Why the exam cares — Release management questions test rollout strategies (rolling, blue-green, canary), rollback speed, and environment promotion discipline — including keeping the data layer (schemas, secrets) compatible across a rollout.

How RAD implements it — Cloud Run retains prior revisions and prunes them to max_revisions_to_retain (default 7), so rollback is re-pointing traffic, with traffic_split providing canary and blue-green percentages (validated to sum to 100). Cloud Deploy (cloud_deploy_stages, default dev/staging/prod with approval on prod) promotes one artifact through environments. On GKE, Deployments use rolling updates, StatefulSets use stateful_update_strategy (default RollingUpdate), and Cloud Deploy stages map to per-stage services selected by gateway_backend_stage (default "dev") behind the Gateway. The data layer is covered too: secret rotation is dual-version (new version added, old disabled only after rotation_propagation_delay_sec, default 90) so a rollout never races its credentials.

Try it

Deploy a new application version, then roll back without rebuilding:

gcloud run services update-traffic <service-name> \
  --region=us-central1 \
  --to-revisions=<previous-revision>=100

Confirm in Console > Cloud Run > Revisions that traffic moved and the old revision still exists (pruning keeps 7).
On GKE, watch a rolling update: change the image/version in the portal and run kubectl rollout status deployment/<name> -n <namespace>.
You know it worked when rollback took seconds (traffic shift) rather than minutes (rebuild + redeploy).

Check yourself

Q1: Why does revision pruning matter to release management — isn't keeping every revision safer?

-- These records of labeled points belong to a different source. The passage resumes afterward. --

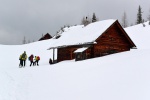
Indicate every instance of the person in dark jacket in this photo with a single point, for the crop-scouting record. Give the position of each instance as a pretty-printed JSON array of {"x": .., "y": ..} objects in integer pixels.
[
  {"x": 31, "y": 60},
  {"x": 50, "y": 61}
]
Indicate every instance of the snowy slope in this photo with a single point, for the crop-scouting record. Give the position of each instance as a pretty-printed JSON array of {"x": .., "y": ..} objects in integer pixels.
[
  {"x": 140, "y": 35},
  {"x": 122, "y": 76}
]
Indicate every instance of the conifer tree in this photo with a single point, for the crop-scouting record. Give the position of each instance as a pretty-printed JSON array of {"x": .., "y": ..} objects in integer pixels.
[
  {"x": 124, "y": 20},
  {"x": 139, "y": 15}
]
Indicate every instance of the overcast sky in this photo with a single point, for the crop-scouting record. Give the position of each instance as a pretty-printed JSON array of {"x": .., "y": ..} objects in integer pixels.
[{"x": 32, "y": 18}]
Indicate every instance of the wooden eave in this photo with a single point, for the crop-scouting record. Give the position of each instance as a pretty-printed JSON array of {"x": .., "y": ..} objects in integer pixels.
[{"x": 126, "y": 35}]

A: Unbounded revisions accumulate cost (container images, config clutter) and make the rollback target ambiguous. Retaining a bounded window (7 here) keeps fast rollback to any recent version while forcing older states to be reproduced from source control — the artifact of record — rather than from stale runtime objects.

Q2: During a credential rotation mid-rollout, old pods still hold the previous password. Why doesn't this platform's rotation break them?

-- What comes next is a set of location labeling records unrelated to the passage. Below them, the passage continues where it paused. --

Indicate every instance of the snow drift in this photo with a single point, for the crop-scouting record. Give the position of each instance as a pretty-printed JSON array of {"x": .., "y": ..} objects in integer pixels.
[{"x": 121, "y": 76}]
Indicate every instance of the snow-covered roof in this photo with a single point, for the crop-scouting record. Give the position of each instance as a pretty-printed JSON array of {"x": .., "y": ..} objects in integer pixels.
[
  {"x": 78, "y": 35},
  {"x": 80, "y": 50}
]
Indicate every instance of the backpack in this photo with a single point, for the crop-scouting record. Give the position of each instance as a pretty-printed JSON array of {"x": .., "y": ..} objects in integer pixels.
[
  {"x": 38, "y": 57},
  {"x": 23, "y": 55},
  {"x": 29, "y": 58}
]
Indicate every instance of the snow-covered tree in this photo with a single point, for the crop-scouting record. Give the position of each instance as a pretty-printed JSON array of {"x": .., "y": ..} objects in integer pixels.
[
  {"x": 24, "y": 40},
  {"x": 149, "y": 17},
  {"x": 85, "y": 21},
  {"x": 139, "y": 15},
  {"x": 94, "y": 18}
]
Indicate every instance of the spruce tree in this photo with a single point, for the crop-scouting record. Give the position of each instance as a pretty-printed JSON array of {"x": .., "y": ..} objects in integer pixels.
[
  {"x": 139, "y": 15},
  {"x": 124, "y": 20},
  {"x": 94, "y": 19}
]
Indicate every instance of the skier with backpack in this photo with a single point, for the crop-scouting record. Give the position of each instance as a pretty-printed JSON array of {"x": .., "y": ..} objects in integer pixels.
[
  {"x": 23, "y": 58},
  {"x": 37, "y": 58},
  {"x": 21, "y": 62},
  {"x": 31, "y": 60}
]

A: Rotation is dual-version: the rotator adds the new secret version and changes the database password, but disables the old version only after a propagation delay, so both credentials briefly remain valid while revisions/pods converge. Single-version rotation (overwrite-then-pray) is the outage pattern the exam wants you to avoid.

⚠️ Exam trap — Blue-green and canary differ in cost and blast radius: blue-green doubles capacity for an instant full cutover; canary exposes a small percentage gradually. traffic_split implements both shapes on Cloud Run — pick per the scenario's tolerance for risk vs spend.

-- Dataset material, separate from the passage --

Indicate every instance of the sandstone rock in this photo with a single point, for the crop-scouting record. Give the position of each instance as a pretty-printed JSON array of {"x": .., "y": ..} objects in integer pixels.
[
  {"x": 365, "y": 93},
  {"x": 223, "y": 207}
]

6.4 Assisting with the support of deployed solutions

⏱ ~20 min reading · 💰 no additional cost · ⚙️ Requires: default deployment

Why the exam cares — Architects design the support model: who is notified, with what evidence, and when to escalate to Google Cloud Customer Care (Standard/Enhanced/Premium plans, TAM engagement for P1s).

How RAD implements it — Largely not implemented; the nearest adjacent capability is the notification plumbing: support_users feeds Cloud Monitoring email channels (one per address, via the platform's monitoring layer), so the on-call audience is part of the deployment definition, and every alert in 6.2 carries the metric evidence a support case needs.

Try it

Add a second address to support_users and re-apply; verify the new channel in Console > Monitoring > Alerting > Notification channels:

gcloud beta monitoring channels list --format="table(displayName,type,labels.email_address)"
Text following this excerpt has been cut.